As características desta forma são semelhantes nas diferentes regiões do mundo, quadro de evolução mais prolongada que determina o comprometimento do estado nutricional, com sinais de desnutrição protéico-calórica, intensa palidez de pele e mucosas, conseqüência da severa anemia.

Associam-se sintomas gastrointestinais (diarréia, disenteria ou obstipação, náuseas e vômitos), adinamia, prostração, sonolência, mal estar e progressivo emagrecimento. Podem ocorrer manifestações hemorrágicas como gengivorragias, epistaxes, equimoses e petéquias que são incomuns no início do quadro. As manifestações respiratórias lembram um resfriado comum mas que não passa, com tosse seca ou pouco produtiva.

A puberdade fica retardada nos adolescentes e o crescimento sofre grande atraso nas crianças e jovens. Os exames laboratoriais revelam anemia acentuada, leucopenia, plaquetopenia (pancitopenia), hiperglobulinemia e hipoalbuminemia.

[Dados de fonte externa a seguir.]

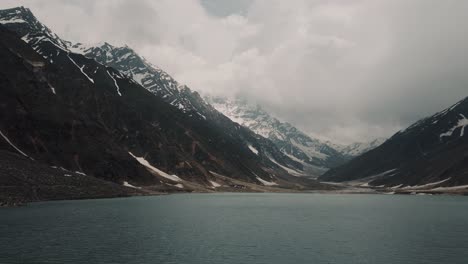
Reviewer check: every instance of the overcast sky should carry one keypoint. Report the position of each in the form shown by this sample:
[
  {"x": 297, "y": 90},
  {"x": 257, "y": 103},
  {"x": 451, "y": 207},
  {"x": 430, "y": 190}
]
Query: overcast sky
[{"x": 349, "y": 70}]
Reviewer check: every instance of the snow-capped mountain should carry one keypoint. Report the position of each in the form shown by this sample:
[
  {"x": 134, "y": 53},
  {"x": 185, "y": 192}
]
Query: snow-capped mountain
[
  {"x": 358, "y": 148},
  {"x": 159, "y": 121},
  {"x": 288, "y": 138},
  {"x": 434, "y": 149},
  {"x": 127, "y": 61}
]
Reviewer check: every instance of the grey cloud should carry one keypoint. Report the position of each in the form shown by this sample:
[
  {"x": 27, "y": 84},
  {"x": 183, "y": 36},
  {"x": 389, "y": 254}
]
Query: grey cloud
[{"x": 347, "y": 70}]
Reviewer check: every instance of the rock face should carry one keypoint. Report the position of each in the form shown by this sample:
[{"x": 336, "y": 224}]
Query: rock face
[
  {"x": 318, "y": 156},
  {"x": 158, "y": 82},
  {"x": 358, "y": 148},
  {"x": 64, "y": 109},
  {"x": 434, "y": 149}
]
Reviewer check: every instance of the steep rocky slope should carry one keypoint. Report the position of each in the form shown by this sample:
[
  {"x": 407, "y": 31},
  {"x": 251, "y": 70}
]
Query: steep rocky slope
[
  {"x": 63, "y": 109},
  {"x": 433, "y": 150},
  {"x": 318, "y": 156}
]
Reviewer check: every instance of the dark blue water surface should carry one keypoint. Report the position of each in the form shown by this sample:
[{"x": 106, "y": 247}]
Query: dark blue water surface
[{"x": 239, "y": 228}]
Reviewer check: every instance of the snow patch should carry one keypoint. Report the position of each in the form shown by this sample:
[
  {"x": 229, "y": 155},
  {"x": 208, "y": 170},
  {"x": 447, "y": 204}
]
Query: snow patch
[
  {"x": 254, "y": 150},
  {"x": 13, "y": 145},
  {"x": 463, "y": 122},
  {"x": 215, "y": 184},
  {"x": 266, "y": 183},
  {"x": 126, "y": 184},
  {"x": 289, "y": 170},
  {"x": 145, "y": 163},
  {"x": 115, "y": 83},
  {"x": 81, "y": 69},
  {"x": 12, "y": 21}
]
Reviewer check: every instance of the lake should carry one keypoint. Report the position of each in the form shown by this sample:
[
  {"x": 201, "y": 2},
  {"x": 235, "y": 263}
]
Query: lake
[{"x": 239, "y": 228}]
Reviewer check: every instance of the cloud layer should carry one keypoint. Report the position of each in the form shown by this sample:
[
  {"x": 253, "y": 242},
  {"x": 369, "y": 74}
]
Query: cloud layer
[{"x": 347, "y": 70}]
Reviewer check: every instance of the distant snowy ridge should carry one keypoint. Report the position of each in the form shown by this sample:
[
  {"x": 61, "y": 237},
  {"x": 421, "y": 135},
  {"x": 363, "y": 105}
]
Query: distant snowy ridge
[{"x": 294, "y": 143}]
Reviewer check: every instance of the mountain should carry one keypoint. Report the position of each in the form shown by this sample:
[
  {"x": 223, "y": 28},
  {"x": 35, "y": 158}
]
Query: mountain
[
  {"x": 70, "y": 113},
  {"x": 433, "y": 151},
  {"x": 158, "y": 82},
  {"x": 358, "y": 148},
  {"x": 316, "y": 155}
]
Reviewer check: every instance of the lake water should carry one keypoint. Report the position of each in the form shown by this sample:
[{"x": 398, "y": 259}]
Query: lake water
[{"x": 239, "y": 228}]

No período de estado as características da doença ficam mais marcantes. A febre quase sempre está presente variando de 37 a 38ºC, chegando a 40ºC ocasionalmente, quase sempre devido a complicações bacterianas ou virais associadas. É freqüente febre irregular com períodos de apirexia de 1 ou 2 semanas. Há um emagrecimento lento que leva a caquexia acentuada apesar do apetite preservado. Associa-se palidez, cabelos secos e quebradiços, cílios alongados, dificuldade de deambulação, edema de pés e mãos. O abdômen é volumoso às custas de gigantesca hepatoesplenomegalia. O baço é de consistência elástica ou levemente endurecido atingindo a cicatriz umbilical ou, em alguns casos, a crista ilíaca do lado oposto. A hepatomegalia pode atingir diversos tamanhos com aumento tanto do lobo direito como esquerdo e às vezes fazendo um plastrão único com o baço dando a impressão de uma única víscera no abdômen. A sintomatologia geral é rica e, além da tosse e sintomas gastrointestinais, são comuns dispnéia de esforço, cefaléia, zumbido, dores musculares, artralgia, epistaxes e gengivorragias, retardo da puberdade e amenorréia.

Na fase final os pacientes estão gravemente enfermos, embora tolerem níveis críticos de hemoglobina no sangue periférico (5 – 6g%). São comuns dispnéia aos mínimos esforços, sopro sistólico plurifocal e insuficiência cardíaca. A pancitopenia periférica com globulinas elevadas é regra. Estes casos geralmente não respondem prontamente ao tratamento habitual e o óbito é freqüente como conseqüência de complicações. As causas de óbito mais comuns são broncopneumonias, gastroenterites, septicemias, hemorragias agudas, insuficiência cardíaca devido a anemia grave, caquexia e coagulopatias transfusionais.

4.6 Forma refratária

Na realidade é uma forma evolutiva do calazar clássico que não respondeu, ou respondeu parcialmente ao tratamento com antimoniais. É clinicamente mais grave, devido ao prolongamento da doença sem resposta terapêutica.